Images is the sort of place that could never survive if not for a prestigious and “intellectual” college a block away, where students will want to see films that won’t show up at the local multiplex.

I lived nearby in ‘78-'79. In those days, there were no other theatres around, unless you wanted to drive to North Adams or Bennington, Vermont. Images was always on a semi-weekly schedule then, alternating foreign films with high-quality Hollywood releases, each running three or four days (sometimes on double- or even triple-bills). The biggest draws would last an entire week. It was a matter of “if you don’t like what they’re showing, wait a few days.”

CSWalczak
CSWalczak on November 23, 2012 at 9:19 pm

The Images Cinema is making the switch to digital projection.
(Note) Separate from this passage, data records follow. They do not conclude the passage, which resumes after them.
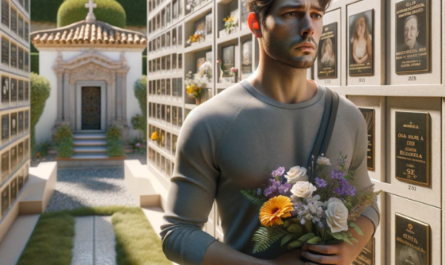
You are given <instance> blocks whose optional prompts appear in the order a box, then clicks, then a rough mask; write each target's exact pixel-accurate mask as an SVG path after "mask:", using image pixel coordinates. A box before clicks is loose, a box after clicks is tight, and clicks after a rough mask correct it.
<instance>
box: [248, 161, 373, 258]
mask: <svg viewBox="0 0 445 265" xmlns="http://www.w3.org/2000/svg"><path fill="white" fill-rule="evenodd" d="M346 158H347V157H346V156H343V155H342V154H341V153H340V159H339V160H338V170H333V171H331V172H330V173H329V174H325V173H324V171H325V167H326V166H327V165H331V164H330V161H329V159H328V158H325V157H319V158H318V160H317V165H316V171H315V172H316V173H315V183H314V184H315V185H313V184H312V183H310V182H309V181H308V176H307V175H306V172H307V170H306V169H305V168H304V167H300V166H295V167H292V168H291V169H290V170H289V171H288V172H287V173H286V174H284V173H285V168H284V167H280V168H278V169H276V170H274V171H273V172H272V178H271V179H270V180H269V182H268V183H267V184H265V186H264V187H263V188H259V189H258V190H243V191H241V193H242V194H243V195H244V196H245V197H246V198H247V199H248V200H249V201H250V202H251V203H253V204H255V205H256V206H258V208H260V210H259V211H260V214H259V216H260V221H261V227H260V228H258V230H257V231H256V232H255V234H254V235H253V241H254V242H255V245H254V250H253V252H254V253H256V252H261V251H264V250H266V249H268V248H269V247H270V245H271V244H273V243H274V242H276V241H278V240H280V239H281V246H283V247H284V246H286V247H287V248H288V249H293V248H299V247H302V246H303V245H304V244H305V243H308V244H323V245H326V244H331V243H335V242H340V241H345V242H347V243H349V244H351V245H352V244H353V243H352V241H355V242H358V241H357V239H355V238H354V237H353V236H352V234H351V233H350V232H349V231H348V230H349V228H350V227H352V228H354V229H355V231H356V232H357V234H359V235H363V233H362V231H361V229H360V227H358V226H357V225H356V224H355V223H354V221H355V220H356V219H357V218H358V217H359V216H360V214H361V213H362V212H363V210H364V209H365V208H366V207H367V206H370V205H371V204H372V203H373V202H374V201H375V200H376V197H377V195H378V194H379V193H380V192H374V191H373V190H374V187H373V185H371V186H370V187H368V188H366V189H364V190H361V191H356V189H355V187H354V186H353V185H351V184H349V183H348V181H349V180H351V179H353V174H354V172H353V171H352V170H347V169H346V166H345V163H346V162H345V161H346Z"/></svg>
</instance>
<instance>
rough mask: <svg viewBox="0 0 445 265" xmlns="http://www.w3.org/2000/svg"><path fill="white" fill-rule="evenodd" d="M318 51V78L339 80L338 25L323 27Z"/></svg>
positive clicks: (323, 26) (329, 25) (332, 23)
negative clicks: (338, 55)
mask: <svg viewBox="0 0 445 265" xmlns="http://www.w3.org/2000/svg"><path fill="white" fill-rule="evenodd" d="M319 47H321V48H320V49H318V58H319V60H318V78H319V79H325V78H337V63H336V56H337V55H336V54H337V23H331V24H329V25H326V26H323V33H322V34H321V38H320V43H319Z"/></svg>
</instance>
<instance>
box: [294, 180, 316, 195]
mask: <svg viewBox="0 0 445 265" xmlns="http://www.w3.org/2000/svg"><path fill="white" fill-rule="evenodd" d="M316 190H317V188H316V187H315V186H314V185H312V184H311V183H310V182H308V181H297V183H295V184H294V185H293V186H292V189H291V190H290V191H291V192H292V194H294V195H295V196H296V197H299V198H311V197H312V193H313V192H314V191H316Z"/></svg>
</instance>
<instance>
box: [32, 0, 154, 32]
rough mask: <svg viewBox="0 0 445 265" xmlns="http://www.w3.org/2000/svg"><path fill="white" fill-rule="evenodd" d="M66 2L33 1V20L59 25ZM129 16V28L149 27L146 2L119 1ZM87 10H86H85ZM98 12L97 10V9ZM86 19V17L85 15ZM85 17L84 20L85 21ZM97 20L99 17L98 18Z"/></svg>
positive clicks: (134, 0)
mask: <svg viewBox="0 0 445 265" xmlns="http://www.w3.org/2000/svg"><path fill="white" fill-rule="evenodd" d="M63 2H64V0H33V1H31V10H32V12H31V20H32V21H36V22H52V23H57V11H58V10H59V7H60V5H61V4H62V3H63ZM117 2H119V3H120V4H121V5H122V7H123V8H124V10H125V13H126V14H128V17H127V25H128V26H141V27H146V26H147V12H146V10H147V1H146V0H131V1H129V0H118V1H117ZM85 9H86V8H85ZM95 10H96V9H95ZM85 17H86V15H85ZM85 17H83V18H82V20H83V19H85ZM96 18H97V16H96Z"/></svg>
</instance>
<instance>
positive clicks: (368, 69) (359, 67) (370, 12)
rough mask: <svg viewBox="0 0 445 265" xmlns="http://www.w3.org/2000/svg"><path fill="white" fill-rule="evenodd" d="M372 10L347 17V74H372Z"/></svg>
mask: <svg viewBox="0 0 445 265" xmlns="http://www.w3.org/2000/svg"><path fill="white" fill-rule="evenodd" d="M373 25H374V21H373V10H369V11H365V12H362V13H359V14H355V15H352V16H350V17H349V36H350V47H349V48H350V49H349V50H350V52H349V75H350V76H365V75H373V64H374V63H373V61H374V58H373V45H372V44H373V43H372V38H373Z"/></svg>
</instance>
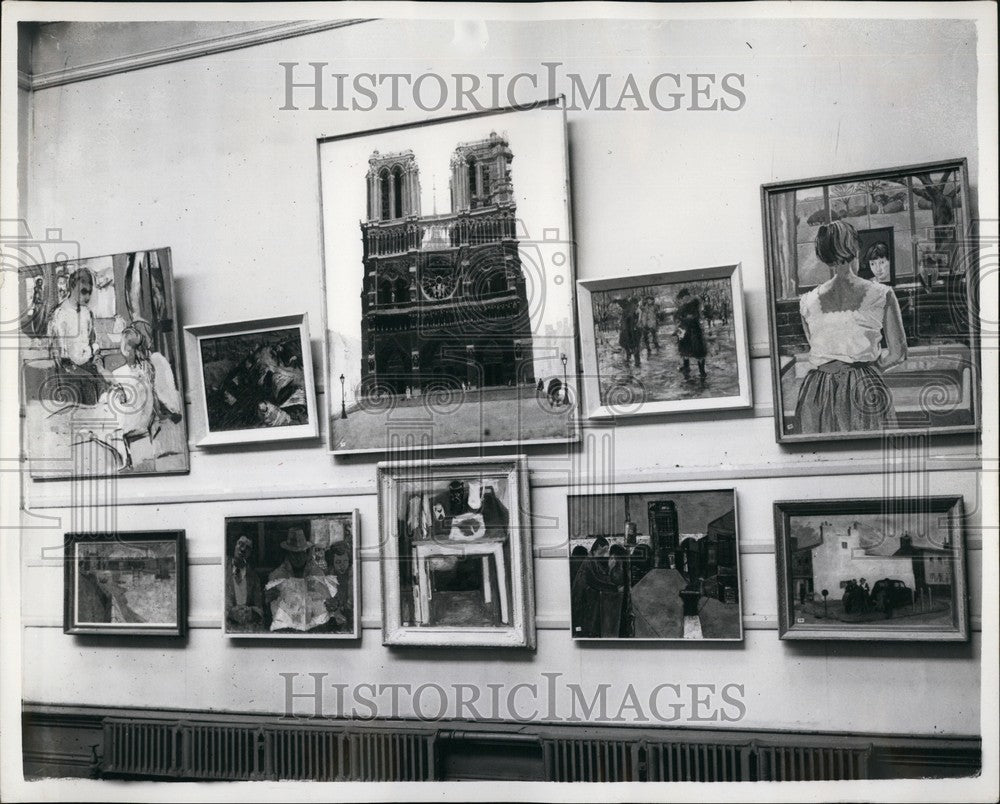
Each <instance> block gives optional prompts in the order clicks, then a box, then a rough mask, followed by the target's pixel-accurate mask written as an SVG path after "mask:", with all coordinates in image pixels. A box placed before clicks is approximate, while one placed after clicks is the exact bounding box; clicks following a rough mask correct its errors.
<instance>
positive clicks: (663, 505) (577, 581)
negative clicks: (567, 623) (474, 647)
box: [569, 489, 743, 641]
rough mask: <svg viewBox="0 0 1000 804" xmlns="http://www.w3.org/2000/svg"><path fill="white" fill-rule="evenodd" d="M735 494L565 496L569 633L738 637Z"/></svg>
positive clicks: (633, 494)
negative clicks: (569, 619)
mask: <svg viewBox="0 0 1000 804" xmlns="http://www.w3.org/2000/svg"><path fill="white" fill-rule="evenodd" d="M739 563H740V562H739V534H738V525H737V513H736V494H735V492H734V491H733V490H732V489H723V490H717V491H685V492H675V493H666V492H657V493H642V494H595V495H577V496H570V497H569V589H570V607H571V628H572V634H573V638H574V639H635V640H692V641H698V640H740V639H742V638H743V619H742V609H741V597H742V596H741V593H740V569H739Z"/></svg>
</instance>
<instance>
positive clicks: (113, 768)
mask: <svg viewBox="0 0 1000 804" xmlns="http://www.w3.org/2000/svg"><path fill="white" fill-rule="evenodd" d="M180 746H181V738H180V727H179V725H178V724H177V723H162V722H156V721H134V720H118V719H112V718H105V719H104V761H103V769H104V770H106V771H108V772H109V773H121V774H128V775H132V774H139V775H142V776H173V775H177V772H178V768H179V767H180V765H181V747H180Z"/></svg>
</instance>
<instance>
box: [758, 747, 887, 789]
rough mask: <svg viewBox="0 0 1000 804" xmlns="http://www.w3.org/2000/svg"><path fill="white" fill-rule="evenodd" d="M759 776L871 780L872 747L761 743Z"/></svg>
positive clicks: (805, 781)
mask: <svg viewBox="0 0 1000 804" xmlns="http://www.w3.org/2000/svg"><path fill="white" fill-rule="evenodd" d="M756 759H757V779H759V780H760V781H762V782H814V781H815V782H822V781H836V780H841V779H867V778H868V768H869V766H870V760H871V746H868V747H866V748H831V747H828V746H827V747H809V746H794V747H793V746H757V749H756Z"/></svg>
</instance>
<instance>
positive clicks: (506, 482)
mask: <svg viewBox="0 0 1000 804" xmlns="http://www.w3.org/2000/svg"><path fill="white" fill-rule="evenodd" d="M527 478H528V473H527V459H526V458H524V456H517V457H507V458H491V459H489V460H479V459H461V460H435V461H420V462H404V463H385V462H383V463H380V464H379V467H378V494H379V520H380V522H379V527H380V535H381V544H382V640H383V644H385V645H437V646H443V647H459V646H464V647H471V646H479V647H518V648H534V646H535V606H534V586H533V582H532V552H531V530H530V516H529V511H528V479H527Z"/></svg>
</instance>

View article.

Jmarklin
Jmarklin on February 12, 2016 at 6:02 pm

Images is celebrating it’s 100th year of being a continuously exhibiting film theater. We would love to hear your stories!

adsausage
adsausage on April 19, 2016 at 4:19 pm

The College Cinema (phone 458-6512) played Medium Cool and Rosemary’s Baby in December ‘69!

Greg_Faris
Greg_Faris on February 4, 2018 at 2:52 pm

I worked there as a projectionist through the mid to late ‘70s, at the time it was acquired by a new, Boston owner, and its name changed from Nickelodeon to Images. The projection room had an ornate, tin ceiling, and featured some of the oldest projection equipment of any theater in the area: Carbon arc lamps, old “straight” Simplex projectors (pre-“Super-Simplex”) projector bases converted from Vitaphone record disc players to optical sound heads, and a vacuum tube amplifier. The power supplies for the carbon arcs were also vacuum tubes. All of those Fellini, Bogdonovich and usual college-town fare were projected on this historical setup. I worked part time at the Mohawk in North Adams at the same time, and at Bennington’s Harte Theater.